Devine learned her diplomacy by trail, and when she was young, by error. All her siblings had to learn to take professional phone messages because their mother’s home number was on her business card. Then someone started making crank calls and the police advised them to blast a whistle into the receiver. One time a mortgage broker called at 7:50 a.m. and a teenaged Devine, ever responsible, took a deep breath and whistled her loudest.
These days, her friends and colleagues praise her judgment. James Dubro is a journalist and member of the Church-Wellesley Police Advisory Committee. He remembers how Devine had to work with cops terrified of contradicting each other publicly, balanced against one Queer Nation activist who liked to call cops fascist pigs.

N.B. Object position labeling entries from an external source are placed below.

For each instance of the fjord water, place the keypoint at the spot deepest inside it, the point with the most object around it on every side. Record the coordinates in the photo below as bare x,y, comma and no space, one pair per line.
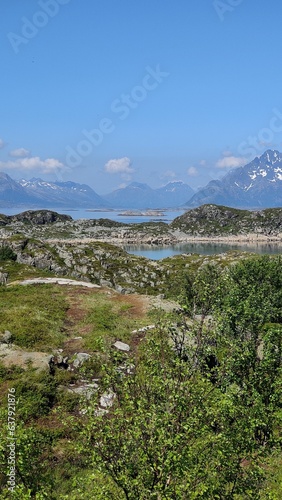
157,253
115,215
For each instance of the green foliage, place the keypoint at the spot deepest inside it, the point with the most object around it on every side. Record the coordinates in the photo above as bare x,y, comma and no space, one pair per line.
7,253
34,314
169,434
35,394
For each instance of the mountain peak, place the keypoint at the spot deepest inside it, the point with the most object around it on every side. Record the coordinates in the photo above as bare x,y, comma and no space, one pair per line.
257,184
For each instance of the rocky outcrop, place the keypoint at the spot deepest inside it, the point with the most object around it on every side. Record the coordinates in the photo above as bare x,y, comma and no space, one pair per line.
215,220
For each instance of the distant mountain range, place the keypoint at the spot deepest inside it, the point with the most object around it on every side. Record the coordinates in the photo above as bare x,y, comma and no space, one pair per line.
256,185
138,195
37,193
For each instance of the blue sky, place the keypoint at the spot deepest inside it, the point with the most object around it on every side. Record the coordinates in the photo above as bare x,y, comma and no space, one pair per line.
106,93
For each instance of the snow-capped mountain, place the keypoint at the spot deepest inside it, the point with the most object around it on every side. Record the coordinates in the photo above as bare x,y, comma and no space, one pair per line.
257,184
62,193
141,196
11,192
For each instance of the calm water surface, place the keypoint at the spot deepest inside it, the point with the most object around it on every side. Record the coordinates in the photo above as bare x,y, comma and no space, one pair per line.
157,253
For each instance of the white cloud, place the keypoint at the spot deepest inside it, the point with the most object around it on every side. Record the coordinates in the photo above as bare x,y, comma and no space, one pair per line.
203,163
231,162
48,166
169,173
20,153
119,166
226,152
192,171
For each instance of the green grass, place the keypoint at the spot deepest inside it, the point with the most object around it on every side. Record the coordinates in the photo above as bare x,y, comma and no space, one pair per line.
34,315
109,320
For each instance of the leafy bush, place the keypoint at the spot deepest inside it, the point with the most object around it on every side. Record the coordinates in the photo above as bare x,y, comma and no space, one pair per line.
6,253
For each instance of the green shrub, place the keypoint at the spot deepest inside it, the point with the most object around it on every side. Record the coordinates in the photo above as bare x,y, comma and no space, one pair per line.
6,253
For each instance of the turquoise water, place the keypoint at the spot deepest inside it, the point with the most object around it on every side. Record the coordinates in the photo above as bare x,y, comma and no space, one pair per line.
168,215
157,253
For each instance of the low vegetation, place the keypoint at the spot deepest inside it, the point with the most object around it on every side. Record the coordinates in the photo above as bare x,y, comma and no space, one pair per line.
192,407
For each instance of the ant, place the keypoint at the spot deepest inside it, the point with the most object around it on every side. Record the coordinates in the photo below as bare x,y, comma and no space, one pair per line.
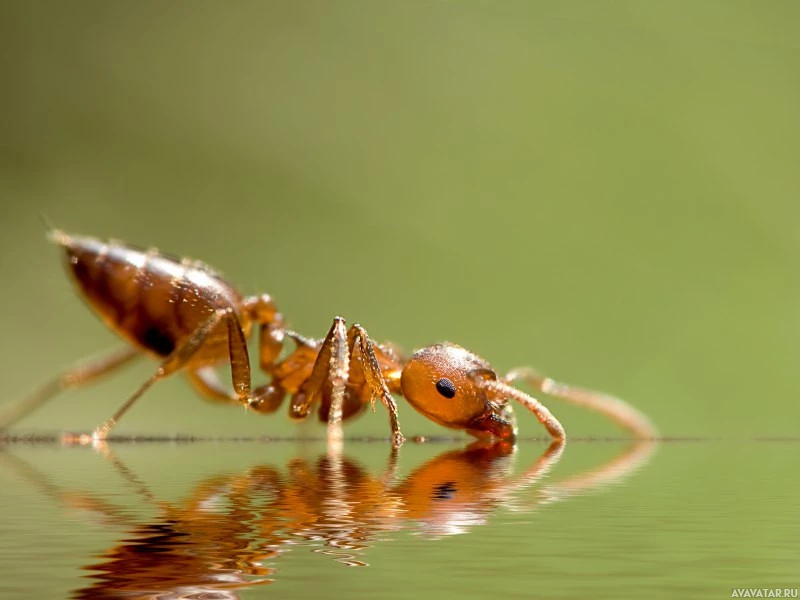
186,315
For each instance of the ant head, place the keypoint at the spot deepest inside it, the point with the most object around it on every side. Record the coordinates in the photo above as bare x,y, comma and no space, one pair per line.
445,383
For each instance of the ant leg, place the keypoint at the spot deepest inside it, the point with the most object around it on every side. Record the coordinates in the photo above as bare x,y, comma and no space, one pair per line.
262,310
613,408
74,377
239,358
332,365
372,370
206,381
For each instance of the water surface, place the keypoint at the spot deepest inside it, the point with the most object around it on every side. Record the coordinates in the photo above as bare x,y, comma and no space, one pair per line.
688,518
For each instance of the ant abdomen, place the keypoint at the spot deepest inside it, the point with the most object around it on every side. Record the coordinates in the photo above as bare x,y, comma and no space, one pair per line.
151,299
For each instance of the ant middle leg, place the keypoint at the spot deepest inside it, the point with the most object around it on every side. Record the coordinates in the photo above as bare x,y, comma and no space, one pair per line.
266,398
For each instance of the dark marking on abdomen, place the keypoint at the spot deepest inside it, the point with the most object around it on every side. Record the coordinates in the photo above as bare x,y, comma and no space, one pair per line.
157,339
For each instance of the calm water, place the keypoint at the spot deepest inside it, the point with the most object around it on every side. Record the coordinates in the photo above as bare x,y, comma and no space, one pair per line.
688,518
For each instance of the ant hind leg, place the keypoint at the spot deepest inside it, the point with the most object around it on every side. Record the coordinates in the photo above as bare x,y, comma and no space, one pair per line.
76,376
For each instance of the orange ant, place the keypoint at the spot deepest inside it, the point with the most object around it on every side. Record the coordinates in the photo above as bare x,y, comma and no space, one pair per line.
186,315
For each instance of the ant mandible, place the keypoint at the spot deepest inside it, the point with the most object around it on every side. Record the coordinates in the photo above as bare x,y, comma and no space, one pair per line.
186,315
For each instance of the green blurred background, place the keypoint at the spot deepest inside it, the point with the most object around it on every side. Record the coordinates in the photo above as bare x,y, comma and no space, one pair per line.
605,190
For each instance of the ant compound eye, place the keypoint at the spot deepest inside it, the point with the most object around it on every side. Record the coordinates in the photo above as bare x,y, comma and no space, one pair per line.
446,387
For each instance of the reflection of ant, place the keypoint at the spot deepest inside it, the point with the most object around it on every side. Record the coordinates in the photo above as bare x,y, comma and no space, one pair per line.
224,536
188,317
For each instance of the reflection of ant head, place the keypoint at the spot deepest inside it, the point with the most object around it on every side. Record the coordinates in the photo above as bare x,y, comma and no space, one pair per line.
454,491
445,383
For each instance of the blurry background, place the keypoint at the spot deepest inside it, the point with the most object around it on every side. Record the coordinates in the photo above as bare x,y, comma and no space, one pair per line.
607,191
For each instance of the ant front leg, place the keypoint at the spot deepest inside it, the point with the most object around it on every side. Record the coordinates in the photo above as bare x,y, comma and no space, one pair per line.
331,366
357,335
613,408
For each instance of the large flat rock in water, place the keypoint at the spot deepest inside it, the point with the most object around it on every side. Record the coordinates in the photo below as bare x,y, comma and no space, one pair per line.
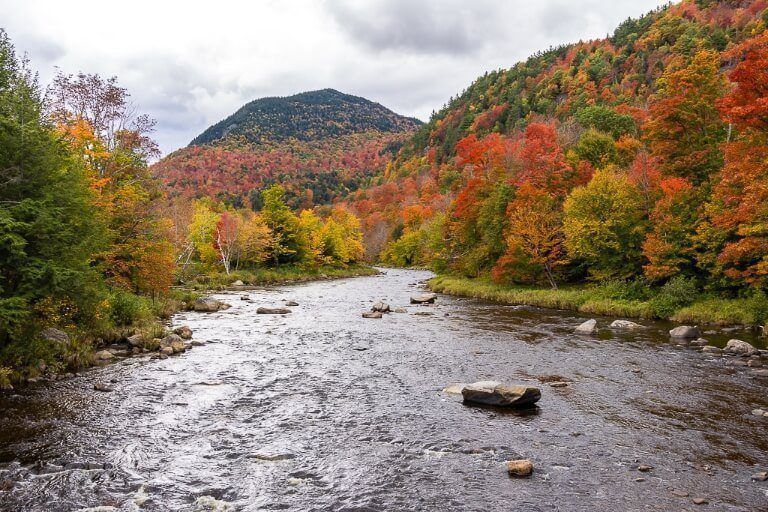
502,395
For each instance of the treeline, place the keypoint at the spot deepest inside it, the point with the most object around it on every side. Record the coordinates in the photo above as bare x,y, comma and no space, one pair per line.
90,242
214,237
639,159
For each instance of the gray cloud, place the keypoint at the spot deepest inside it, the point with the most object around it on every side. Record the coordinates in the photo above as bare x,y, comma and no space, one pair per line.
196,66
430,26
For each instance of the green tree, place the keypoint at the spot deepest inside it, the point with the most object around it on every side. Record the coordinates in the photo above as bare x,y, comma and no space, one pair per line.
48,226
604,226
289,242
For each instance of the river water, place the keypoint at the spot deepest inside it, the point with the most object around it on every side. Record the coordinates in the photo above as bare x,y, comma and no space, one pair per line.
324,410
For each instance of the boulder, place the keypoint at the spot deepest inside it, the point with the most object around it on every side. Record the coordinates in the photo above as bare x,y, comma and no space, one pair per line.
424,298
381,307
100,386
520,468
208,305
174,342
496,393
685,332
55,336
624,324
103,355
741,348
184,332
137,340
273,311
588,327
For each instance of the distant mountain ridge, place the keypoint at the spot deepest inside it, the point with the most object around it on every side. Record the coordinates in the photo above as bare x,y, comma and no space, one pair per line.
320,145
308,116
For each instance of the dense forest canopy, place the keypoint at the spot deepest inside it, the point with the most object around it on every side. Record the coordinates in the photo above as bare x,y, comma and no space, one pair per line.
638,156
319,146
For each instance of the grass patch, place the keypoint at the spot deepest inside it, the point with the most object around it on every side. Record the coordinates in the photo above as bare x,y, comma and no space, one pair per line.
284,274
678,300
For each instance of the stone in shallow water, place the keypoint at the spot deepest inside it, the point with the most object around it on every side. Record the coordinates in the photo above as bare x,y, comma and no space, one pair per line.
273,311
741,348
625,324
424,298
454,389
498,394
520,468
588,327
686,332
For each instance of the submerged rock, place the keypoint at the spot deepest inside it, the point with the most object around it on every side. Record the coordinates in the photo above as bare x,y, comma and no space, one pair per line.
454,389
625,324
424,298
273,311
686,332
741,348
209,305
496,393
520,468
103,355
184,332
174,342
381,307
588,327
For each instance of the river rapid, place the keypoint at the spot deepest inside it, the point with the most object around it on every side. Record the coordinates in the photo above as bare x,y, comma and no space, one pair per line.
324,410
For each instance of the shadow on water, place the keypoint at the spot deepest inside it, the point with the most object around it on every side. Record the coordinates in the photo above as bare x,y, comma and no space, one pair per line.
321,409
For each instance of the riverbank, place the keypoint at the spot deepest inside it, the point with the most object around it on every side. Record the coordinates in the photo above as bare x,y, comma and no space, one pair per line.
276,276
669,303
146,321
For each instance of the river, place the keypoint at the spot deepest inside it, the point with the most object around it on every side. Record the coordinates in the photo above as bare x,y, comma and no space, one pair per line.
324,410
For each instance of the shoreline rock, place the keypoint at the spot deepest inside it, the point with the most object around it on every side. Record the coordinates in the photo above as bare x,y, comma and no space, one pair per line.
588,327
424,298
501,395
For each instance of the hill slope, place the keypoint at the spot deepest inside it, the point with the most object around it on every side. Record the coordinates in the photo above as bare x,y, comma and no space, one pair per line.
319,145
651,110
307,116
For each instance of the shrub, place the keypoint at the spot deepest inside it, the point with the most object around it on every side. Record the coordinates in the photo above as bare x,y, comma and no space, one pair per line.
127,308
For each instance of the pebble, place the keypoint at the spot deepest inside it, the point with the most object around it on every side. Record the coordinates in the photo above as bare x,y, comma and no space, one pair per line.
520,468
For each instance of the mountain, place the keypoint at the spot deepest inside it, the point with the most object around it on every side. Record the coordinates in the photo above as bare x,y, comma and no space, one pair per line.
308,116
650,111
319,145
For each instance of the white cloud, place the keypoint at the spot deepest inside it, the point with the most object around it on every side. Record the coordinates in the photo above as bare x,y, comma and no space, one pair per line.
191,63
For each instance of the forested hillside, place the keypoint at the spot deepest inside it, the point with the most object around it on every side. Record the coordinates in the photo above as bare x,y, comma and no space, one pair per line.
319,146
639,157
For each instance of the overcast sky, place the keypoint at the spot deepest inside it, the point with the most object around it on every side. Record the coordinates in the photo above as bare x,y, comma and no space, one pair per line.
190,63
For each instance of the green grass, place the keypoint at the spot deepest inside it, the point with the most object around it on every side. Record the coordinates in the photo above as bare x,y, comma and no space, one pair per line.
602,300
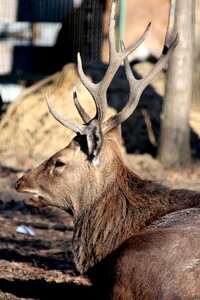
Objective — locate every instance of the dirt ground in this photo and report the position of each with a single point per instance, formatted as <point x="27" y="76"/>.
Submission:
<point x="36" y="255"/>
<point x="38" y="262"/>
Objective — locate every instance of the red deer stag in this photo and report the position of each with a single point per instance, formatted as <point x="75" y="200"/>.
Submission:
<point x="112" y="207"/>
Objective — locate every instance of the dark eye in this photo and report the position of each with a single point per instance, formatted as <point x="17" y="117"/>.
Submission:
<point x="58" y="164"/>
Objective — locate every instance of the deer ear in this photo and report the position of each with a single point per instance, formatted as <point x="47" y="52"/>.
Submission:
<point x="116" y="134"/>
<point x="94" y="139"/>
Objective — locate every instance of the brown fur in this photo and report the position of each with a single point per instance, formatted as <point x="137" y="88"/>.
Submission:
<point x="110" y="205"/>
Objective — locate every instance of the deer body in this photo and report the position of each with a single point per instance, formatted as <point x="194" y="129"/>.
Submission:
<point x="112" y="207"/>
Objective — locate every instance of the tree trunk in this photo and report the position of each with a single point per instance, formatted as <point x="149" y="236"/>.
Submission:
<point x="174" y="146"/>
<point x="196" y="74"/>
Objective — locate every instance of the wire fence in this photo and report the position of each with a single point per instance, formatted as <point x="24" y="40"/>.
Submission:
<point x="41" y="36"/>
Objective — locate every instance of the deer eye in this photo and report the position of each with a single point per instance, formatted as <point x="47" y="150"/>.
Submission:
<point x="59" y="164"/>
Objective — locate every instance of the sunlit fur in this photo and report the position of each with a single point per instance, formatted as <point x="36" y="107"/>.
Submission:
<point x="110" y="206"/>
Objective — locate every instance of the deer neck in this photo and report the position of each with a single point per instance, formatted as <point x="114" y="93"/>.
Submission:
<point x="129" y="206"/>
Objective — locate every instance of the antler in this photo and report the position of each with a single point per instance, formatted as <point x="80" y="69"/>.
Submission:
<point x="93" y="127"/>
<point x="99" y="90"/>
<point x="137" y="86"/>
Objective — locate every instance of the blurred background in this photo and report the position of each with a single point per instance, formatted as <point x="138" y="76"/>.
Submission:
<point x="39" y="41"/>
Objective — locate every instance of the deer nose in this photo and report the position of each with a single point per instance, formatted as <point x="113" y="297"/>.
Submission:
<point x="18" y="183"/>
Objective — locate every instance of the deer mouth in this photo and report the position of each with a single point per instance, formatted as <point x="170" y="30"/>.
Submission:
<point x="36" y="200"/>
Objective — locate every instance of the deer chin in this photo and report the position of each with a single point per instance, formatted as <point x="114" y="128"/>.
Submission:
<point x="36" y="200"/>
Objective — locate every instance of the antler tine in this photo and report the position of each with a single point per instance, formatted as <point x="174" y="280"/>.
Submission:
<point x="85" y="117"/>
<point x="137" y="86"/>
<point x="65" y="122"/>
<point x="99" y="90"/>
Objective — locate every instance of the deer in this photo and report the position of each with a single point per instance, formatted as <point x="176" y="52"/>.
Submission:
<point x="120" y="239"/>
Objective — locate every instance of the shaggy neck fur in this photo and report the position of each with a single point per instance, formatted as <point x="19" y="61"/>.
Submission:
<point x="129" y="206"/>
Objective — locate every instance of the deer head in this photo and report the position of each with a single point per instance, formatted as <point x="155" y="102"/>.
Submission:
<point x="83" y="172"/>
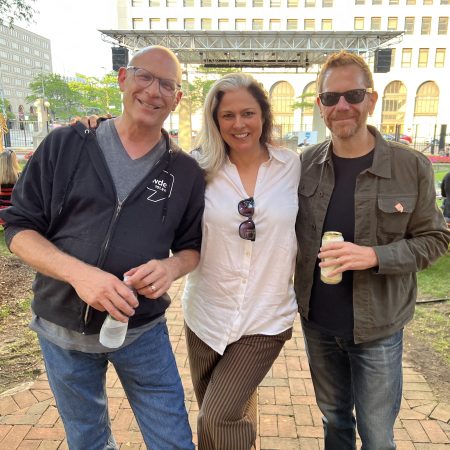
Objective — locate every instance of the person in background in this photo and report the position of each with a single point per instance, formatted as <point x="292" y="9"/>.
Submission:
<point x="9" y="174"/>
<point x="239" y="304"/>
<point x="381" y="196"/>
<point x="89" y="208"/>
<point x="445" y="191"/>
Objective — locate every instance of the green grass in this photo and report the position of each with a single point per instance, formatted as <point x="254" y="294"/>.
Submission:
<point x="434" y="282"/>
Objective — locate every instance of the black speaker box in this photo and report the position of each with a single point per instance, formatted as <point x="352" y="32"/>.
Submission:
<point x="383" y="60"/>
<point x="120" y="57"/>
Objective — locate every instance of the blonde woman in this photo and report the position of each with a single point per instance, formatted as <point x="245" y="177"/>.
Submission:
<point x="9" y="174"/>
<point x="239" y="304"/>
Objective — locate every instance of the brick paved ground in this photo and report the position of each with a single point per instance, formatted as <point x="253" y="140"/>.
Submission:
<point x="288" y="415"/>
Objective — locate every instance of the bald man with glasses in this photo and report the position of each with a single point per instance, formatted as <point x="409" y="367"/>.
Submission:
<point x="94" y="206"/>
<point x="381" y="197"/>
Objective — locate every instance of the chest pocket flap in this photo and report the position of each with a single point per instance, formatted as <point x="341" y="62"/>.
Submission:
<point x="398" y="204"/>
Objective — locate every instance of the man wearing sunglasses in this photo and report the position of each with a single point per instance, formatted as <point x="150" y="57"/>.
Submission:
<point x="90" y="207"/>
<point x="380" y="195"/>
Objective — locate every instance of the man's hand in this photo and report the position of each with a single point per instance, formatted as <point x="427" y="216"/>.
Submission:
<point x="152" y="279"/>
<point x="105" y="292"/>
<point x="348" y="256"/>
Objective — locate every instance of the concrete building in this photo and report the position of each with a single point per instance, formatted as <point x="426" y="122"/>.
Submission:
<point x="413" y="94"/>
<point x="23" y="55"/>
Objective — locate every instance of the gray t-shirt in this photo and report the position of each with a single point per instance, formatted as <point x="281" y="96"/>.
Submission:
<point x="126" y="174"/>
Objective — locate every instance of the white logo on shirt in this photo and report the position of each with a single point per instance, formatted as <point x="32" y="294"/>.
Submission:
<point x="161" y="188"/>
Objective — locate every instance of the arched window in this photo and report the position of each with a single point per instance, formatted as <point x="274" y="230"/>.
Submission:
<point x="282" y="97"/>
<point x="394" y="105"/>
<point x="427" y="99"/>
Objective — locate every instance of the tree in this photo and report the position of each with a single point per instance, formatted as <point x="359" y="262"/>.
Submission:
<point x="98" y="96"/>
<point x="64" y="101"/>
<point x="11" y="10"/>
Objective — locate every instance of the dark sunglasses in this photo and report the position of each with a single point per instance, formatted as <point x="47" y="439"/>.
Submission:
<point x="247" y="229"/>
<point x="353" y="97"/>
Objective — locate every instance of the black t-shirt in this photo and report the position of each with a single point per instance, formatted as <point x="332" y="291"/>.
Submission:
<point x="332" y="304"/>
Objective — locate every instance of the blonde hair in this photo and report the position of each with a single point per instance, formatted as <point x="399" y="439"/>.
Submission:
<point x="9" y="167"/>
<point x="344" y="58"/>
<point x="212" y="148"/>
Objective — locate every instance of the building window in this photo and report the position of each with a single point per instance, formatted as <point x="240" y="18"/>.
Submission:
<point x="327" y="24"/>
<point x="189" y="24"/>
<point x="394" y="106"/>
<point x="154" y="24"/>
<point x="423" y="58"/>
<point x="427" y="100"/>
<point x="257" y="24"/>
<point x="206" y="24"/>
<point x="223" y="24"/>
<point x="426" y="25"/>
<point x="240" y="24"/>
<point x="406" y="57"/>
<point x="443" y="25"/>
<point x="439" y="59"/>
<point x="282" y="96"/>
<point x="359" y="23"/>
<point x="291" y="24"/>
<point x="409" y="25"/>
<point x="309" y="25"/>
<point x="171" y="24"/>
<point x="274" y="24"/>
<point x="375" y="23"/>
<point x="392" y="23"/>
<point x="138" y="24"/>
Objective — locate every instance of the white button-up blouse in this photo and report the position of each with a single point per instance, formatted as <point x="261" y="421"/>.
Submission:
<point x="242" y="287"/>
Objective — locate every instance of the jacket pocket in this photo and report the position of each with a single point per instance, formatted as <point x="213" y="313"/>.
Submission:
<point x="393" y="214"/>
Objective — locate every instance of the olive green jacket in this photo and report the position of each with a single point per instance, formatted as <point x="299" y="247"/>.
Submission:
<point x="395" y="213"/>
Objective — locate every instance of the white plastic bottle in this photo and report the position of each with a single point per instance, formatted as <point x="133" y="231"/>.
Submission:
<point x="113" y="332"/>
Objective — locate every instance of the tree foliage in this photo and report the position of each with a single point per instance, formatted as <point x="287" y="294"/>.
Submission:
<point x="12" y="10"/>
<point x="85" y="96"/>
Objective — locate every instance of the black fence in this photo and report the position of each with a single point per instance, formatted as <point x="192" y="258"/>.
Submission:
<point x="20" y="133"/>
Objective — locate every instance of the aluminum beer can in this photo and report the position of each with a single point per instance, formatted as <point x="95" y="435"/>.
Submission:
<point x="328" y="237"/>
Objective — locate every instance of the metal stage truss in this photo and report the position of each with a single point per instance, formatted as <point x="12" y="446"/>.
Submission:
<point x="297" y="49"/>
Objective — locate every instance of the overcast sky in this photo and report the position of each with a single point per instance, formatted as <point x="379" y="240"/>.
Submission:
<point x="71" y="26"/>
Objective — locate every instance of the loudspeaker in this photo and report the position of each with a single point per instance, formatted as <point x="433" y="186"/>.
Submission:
<point x="382" y="60"/>
<point x="120" y="57"/>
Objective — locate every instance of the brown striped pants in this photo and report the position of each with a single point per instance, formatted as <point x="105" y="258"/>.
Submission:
<point x="225" y="387"/>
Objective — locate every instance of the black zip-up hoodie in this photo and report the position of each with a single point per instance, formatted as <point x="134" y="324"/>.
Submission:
<point x="66" y="193"/>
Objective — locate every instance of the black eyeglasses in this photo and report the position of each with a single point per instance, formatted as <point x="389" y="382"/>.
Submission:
<point x="144" y="79"/>
<point x="247" y="229"/>
<point x="353" y="97"/>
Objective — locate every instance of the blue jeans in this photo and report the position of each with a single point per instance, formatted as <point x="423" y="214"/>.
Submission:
<point x="367" y="377"/>
<point x="149" y="376"/>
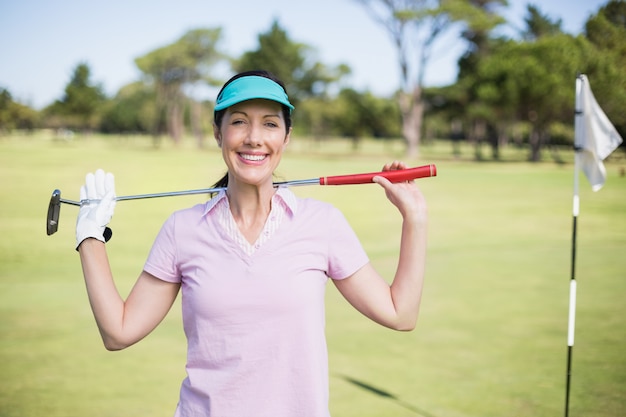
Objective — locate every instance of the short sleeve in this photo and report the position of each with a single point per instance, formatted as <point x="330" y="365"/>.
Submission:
<point x="345" y="252"/>
<point x="161" y="260"/>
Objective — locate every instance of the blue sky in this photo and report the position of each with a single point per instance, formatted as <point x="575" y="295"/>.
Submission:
<point x="42" y="41"/>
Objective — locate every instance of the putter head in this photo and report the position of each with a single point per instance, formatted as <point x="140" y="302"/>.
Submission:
<point x="54" y="210"/>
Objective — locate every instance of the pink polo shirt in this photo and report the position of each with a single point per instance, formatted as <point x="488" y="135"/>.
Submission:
<point x="254" y="319"/>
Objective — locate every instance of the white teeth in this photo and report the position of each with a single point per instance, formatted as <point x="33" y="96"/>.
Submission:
<point x="252" y="157"/>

Devine treats all her responsibilities with equal seriousness. Police Superintendent James Parkin remembers her sweating her butt off one hot Gay Pride Day, successfully organizing fewer parade marshals than she had been promised.
Devine says those strong feelings of responsibility got her through her parents’ divorce. She looked at the bigger picture, realizing the whole family was in crisis. They had to appear to be doing well, and not just surviving because “in the late 60s divorced families weren’t very high on the list, socially.”
Neither were lesbians in the ‘70s, but Devine came out calmly to her mother when she was 19, on night over coffee, in a hospital, while Zanne was having an emergency appendectomy. “Like I didn’t have enough to think about,” her mother says now with a laugh. She doesn’t think she handled the news as well as her daughter. “I said, ‘Oh you just had bad experiences with boys.’”
Back at the 519 meeting, someone asks Devine if she’d like to be nominated to the committee for another term. “No, thank you.” She smiles. Weeks later she explains that her father died in October and there was related business to take care of. But she also felt it was time for the committee to open up to new members. At least the neighbours should know their input was welcome. The new members are nominated and acclaimed. Devine suggests a December meeting. (She had to miss it to attend the RyeSAC Christmas party.) “I would entertain a motion” — she catches herself, not wanting to intimidate the anxious neighbours — “oh, well, we’re not really that formal.”
There are a few more questions about strip searches and deputations. Devine stands and rocks from foot to foot waiting for the speakers to finish, and ends on a peaceful note. “Thank you all for your thoughtful and insightful questions.”
“Everybody has their own yardstick for measuring people,” says Superintendent Parking. “I always ask myself: Would I enjoy a canoe trip with this person?” After a few years of working with Devine, Parking says, “She’d be great on a canoe trip. And I don’t even know if she knows how to paddle a canoe.”